MONDAY, April 22, 2019 (HealthDay News) — Three simple measurements may predict metabolic syndrome (MetS) in older patients, according to a study recently published in Metabolic Syndrome and Related Disorders.
Jamile Ceolin, from the Pontifical Catholic University of Rio Grande do Sul in Porto Alegre, Brazil, and colleagues assessed the performance of anthropometric indicators (neck circumference, sagittal abdominal diameter [SAD], SAD/height, sagittal index, and conicity index [C-Index]) as predictors of MetS in 479 elderly individuals (ages, ≥60 years or older) seen in a primary health care clinic.
The researchers found that the frequency of MetS was 60.5 percent.

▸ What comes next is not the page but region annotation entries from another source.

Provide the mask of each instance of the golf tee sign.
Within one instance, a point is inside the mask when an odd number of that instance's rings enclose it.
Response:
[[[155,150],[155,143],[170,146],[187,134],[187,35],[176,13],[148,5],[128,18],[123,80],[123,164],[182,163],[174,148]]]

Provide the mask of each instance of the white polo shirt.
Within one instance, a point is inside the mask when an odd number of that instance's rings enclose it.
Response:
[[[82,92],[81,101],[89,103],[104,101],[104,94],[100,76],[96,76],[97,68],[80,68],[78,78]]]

In the total study sample, the anthropometric indicators demonstrating adequate performance were: SAD/height (area under receiver operating characteristic [auROC] curve, 0.810), SAD (auROC, 0.777), and C-Index (auROC, 0.706). In the analysis of women, adequate anthropometric indicators were SAD (auROC, 0.820), SAD/height (auROC, 0.810), neck circumference (auROC, 0.782), and C-Index (auROC, 0.727). In men, adequate indicators included SAD/height (auROC, 0.768), SAD (auROC, 0.760), and C-Index (auROC, 0.724).
“This study reinforces the importance of simple clinical observation and measurement in the effort to recognize and treat metabolic disease associated with obesity,” Adrian Vella, M.D., editor in chief of Metabolic Syndrome and Related Disorders, said in a statement.